Ires Cgil: l’Umbria si conferma regione di bassi salari

L’Ultimo rapporto Inps attesta per il full-time un gap del 16% rispetto alla media nazionale [Commenti]

"Il recentissimo rapporto nazionale Inps conferma le valutazioni dell’Ires Cgil Umbria sulle differenze salariali che purtroppo sono diventate un dato strutturale della nostra regione. Infatti, i lavoratori full time dell'Umbria hanno percepito nel 2018, una media di 23.273 euro lordi mensili, contro una media nazionale pari a 27.648 euro (-16%)". 

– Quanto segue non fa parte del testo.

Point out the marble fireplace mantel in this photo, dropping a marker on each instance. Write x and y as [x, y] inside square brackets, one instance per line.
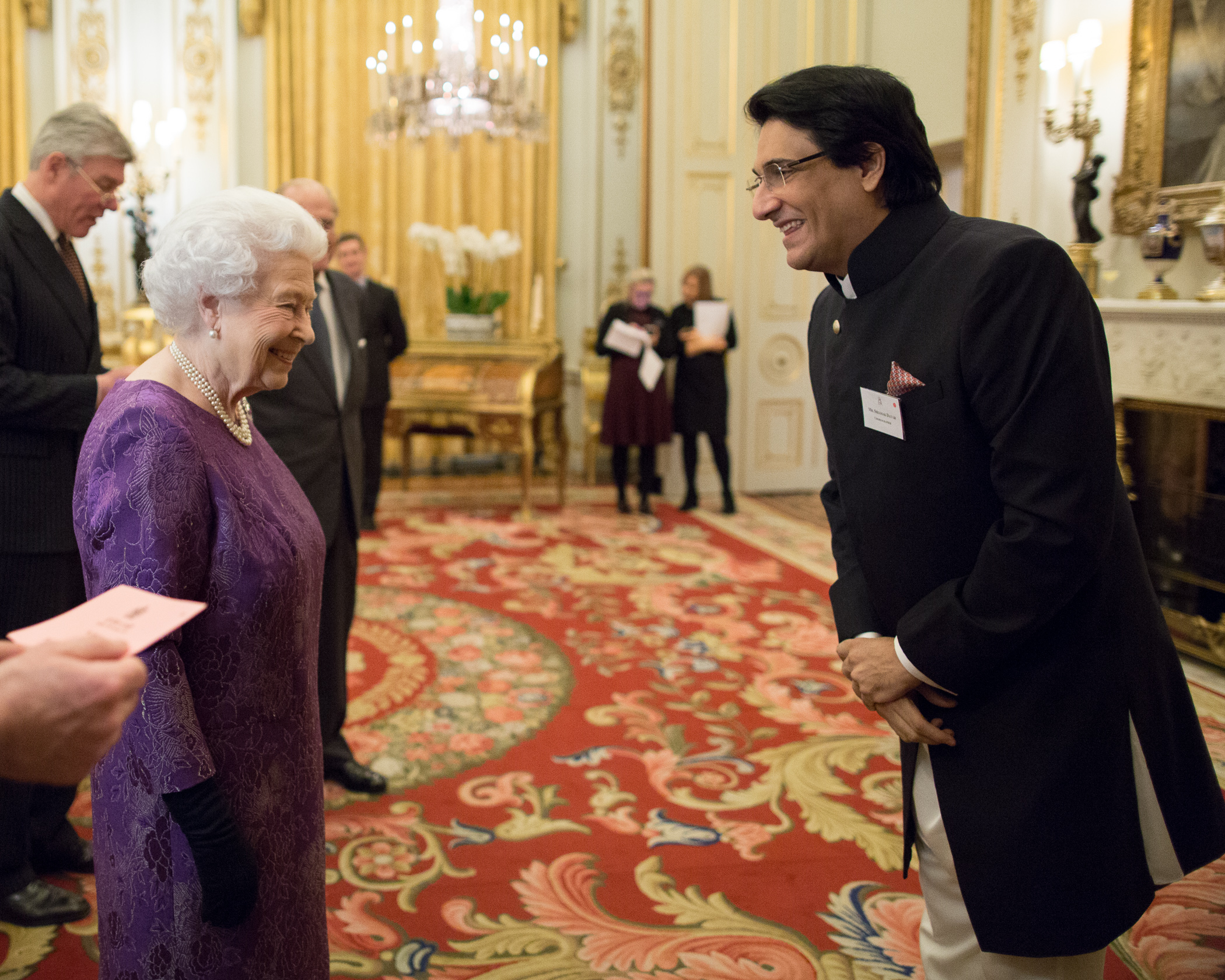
[1167, 351]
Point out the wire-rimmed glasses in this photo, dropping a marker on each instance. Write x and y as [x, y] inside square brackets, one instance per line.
[108, 198]
[775, 174]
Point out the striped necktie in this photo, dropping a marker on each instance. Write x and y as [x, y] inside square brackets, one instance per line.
[70, 259]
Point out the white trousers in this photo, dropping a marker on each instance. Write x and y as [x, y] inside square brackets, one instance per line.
[946, 939]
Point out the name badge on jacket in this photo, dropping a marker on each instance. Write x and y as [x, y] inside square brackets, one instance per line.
[883, 413]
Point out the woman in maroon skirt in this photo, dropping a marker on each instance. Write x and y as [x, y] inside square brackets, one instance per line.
[634, 415]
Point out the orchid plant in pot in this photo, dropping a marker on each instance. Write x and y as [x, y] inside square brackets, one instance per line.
[470, 261]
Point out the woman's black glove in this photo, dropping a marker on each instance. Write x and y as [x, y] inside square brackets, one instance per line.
[229, 878]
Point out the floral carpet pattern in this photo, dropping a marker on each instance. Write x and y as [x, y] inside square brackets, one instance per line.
[621, 748]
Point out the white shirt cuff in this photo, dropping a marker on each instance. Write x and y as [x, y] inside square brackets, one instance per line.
[915, 671]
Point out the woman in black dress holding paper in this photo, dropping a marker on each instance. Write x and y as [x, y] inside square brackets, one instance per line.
[634, 415]
[700, 397]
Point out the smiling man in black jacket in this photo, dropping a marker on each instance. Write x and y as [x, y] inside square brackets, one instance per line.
[991, 598]
[51, 384]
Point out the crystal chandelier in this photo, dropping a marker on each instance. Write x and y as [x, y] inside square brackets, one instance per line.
[495, 88]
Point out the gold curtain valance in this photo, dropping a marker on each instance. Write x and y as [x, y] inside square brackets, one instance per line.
[317, 102]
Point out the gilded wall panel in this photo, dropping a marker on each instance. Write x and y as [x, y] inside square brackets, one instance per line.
[708, 76]
[708, 204]
[778, 434]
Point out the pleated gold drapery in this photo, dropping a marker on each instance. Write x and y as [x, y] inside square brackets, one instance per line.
[14, 139]
[317, 103]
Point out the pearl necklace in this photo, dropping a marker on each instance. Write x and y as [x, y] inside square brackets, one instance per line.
[239, 429]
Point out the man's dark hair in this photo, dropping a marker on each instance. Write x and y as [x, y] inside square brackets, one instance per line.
[846, 108]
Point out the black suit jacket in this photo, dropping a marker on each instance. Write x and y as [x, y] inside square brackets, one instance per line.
[50, 356]
[317, 439]
[998, 544]
[386, 338]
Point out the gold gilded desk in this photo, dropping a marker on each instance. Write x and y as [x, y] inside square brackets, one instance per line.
[493, 391]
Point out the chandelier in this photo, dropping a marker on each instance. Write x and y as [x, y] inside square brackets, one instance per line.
[495, 88]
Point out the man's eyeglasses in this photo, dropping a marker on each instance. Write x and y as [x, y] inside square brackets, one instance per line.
[108, 198]
[775, 174]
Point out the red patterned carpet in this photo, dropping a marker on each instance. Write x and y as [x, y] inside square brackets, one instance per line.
[620, 748]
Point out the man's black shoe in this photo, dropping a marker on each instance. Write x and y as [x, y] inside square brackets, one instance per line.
[70, 854]
[356, 777]
[42, 904]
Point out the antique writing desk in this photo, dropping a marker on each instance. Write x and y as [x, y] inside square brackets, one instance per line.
[495, 391]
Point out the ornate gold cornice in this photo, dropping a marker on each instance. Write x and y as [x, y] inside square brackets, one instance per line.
[624, 71]
[978, 66]
[38, 14]
[200, 65]
[250, 18]
[1023, 15]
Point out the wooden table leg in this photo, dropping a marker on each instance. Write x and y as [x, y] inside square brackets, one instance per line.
[527, 445]
[562, 436]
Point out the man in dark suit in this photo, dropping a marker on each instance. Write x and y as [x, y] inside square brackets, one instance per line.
[990, 578]
[386, 340]
[314, 424]
[51, 384]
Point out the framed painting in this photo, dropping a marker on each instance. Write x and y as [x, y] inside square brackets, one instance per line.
[1174, 141]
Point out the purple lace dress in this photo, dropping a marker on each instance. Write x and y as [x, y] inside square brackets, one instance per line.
[169, 501]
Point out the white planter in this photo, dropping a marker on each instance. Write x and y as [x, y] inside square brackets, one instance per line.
[472, 327]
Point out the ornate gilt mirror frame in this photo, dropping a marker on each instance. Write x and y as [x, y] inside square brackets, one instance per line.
[1140, 183]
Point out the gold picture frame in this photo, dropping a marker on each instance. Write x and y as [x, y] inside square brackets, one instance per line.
[1138, 188]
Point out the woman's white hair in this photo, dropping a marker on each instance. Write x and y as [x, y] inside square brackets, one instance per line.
[215, 248]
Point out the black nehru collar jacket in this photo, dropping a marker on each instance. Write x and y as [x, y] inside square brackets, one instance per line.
[892, 247]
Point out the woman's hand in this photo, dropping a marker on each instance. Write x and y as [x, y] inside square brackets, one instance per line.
[229, 878]
[695, 344]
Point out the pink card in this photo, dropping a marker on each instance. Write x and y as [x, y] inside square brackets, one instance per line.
[140, 619]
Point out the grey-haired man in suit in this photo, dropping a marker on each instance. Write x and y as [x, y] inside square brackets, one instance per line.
[51, 384]
[315, 426]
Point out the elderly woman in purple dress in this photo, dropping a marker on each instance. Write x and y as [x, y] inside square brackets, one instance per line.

A parlare è il presidente Ires Cgil Umbria Mario Bravi."Si conferma dunque sostanzialmente un problema salariale in Umbria, più rilevante di quello che si manifesta a livello nazionale. Nel caso invece dei lavoratori part time, il salario medio umbro (11.516 euro) è superiore alla media nazionale (10.658). In questa seconda situazione, però, il dato è meno indicativo visto che non si conosce con precisione la situazione delle ore lavorate. Le differenze in negativo tra Umbria e Italia si evidenziano anche rispetto alla retribuzione media giornaliera che è di 95 euro in Italia e di 87 in Umbria. Per quanto riguarda i lavoratori full time la differenza è ancora più evidente: 108 euro in Italia e 91 in Umbria".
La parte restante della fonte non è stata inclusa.